Today’s business, IT, and development teams face unprecedented demands. In response, these teams have to gain unprecedented levels of speed, intelligence, and sophistication. Today, this means harnessing an advanced artificial intelligence (AI) platform and machine learning algorithms. In this post, we examine why it’s becoming so vital to leverage advanced AI platforms, and we offer a detailed look at the architectural requirements these platforms need to address.
Evolving IT Landscape and Operations
In recent years, the IT landscape has seen massive transformation, and the rate of change only continues to accelerate. In the not-too-distant past, monolithic applications and static infrastructures were the norm. Today, applications, and the way they’re developed, delivered, monitored, and supported looks very different. Following are just a few of the aspects of this change:
Proliferating technologies. Environments are now composed of a diverse mix of virtualization technologies, clouds, containers, microservices, orchestration systems, and more. Environments continue to grow increasingly dynamic and ephemeral. Increasing layers and types of security technologies continue to be implemented as well.

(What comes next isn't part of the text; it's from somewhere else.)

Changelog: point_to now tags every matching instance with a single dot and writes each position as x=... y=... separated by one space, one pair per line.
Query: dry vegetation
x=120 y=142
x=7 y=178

Expanding toolsets. It isn’t just that the volume and complexity of technologies has been increasing. These evolving environments accelerate the velocity of change and require continuous analysis. As a result, the number of tools adopted to manage these complex environments has also continued to expand. Now, it’s not uncommon for IT organizations to be employing hundreds of tools for managing IT operations, security, and development.
Changing approaches. Approaches like DevOps, BizOps, site reliability engineering (SRE), and continuous integration/continuous delivery (CI/CD) are emerging as norms, which all serve to accelerate the rate of change. These emerging paradigms place fundamentally different demands on team members, requiring staff to move from being specialists with a focus on specific tools and technologies to generalists who are dedicated to managing services.
Escalating demands. For today’s enterprises, the quality and performance of digital services is increasingly intertwined with business performance. It is paramount to bring innovative, compelling digital services to market faster. Teams need to maximize service levels and security at all times. At the same time, wringing maximum productivity out of staff and technology investments continues to grow increasingly critical.
The Need for Advanced AI Platforms
All the above factors are necessitating a fundamental change in the way business, IT, and development organizations work. These organizations simply can’t continue to rely on legacy models and approaches to meet their charters.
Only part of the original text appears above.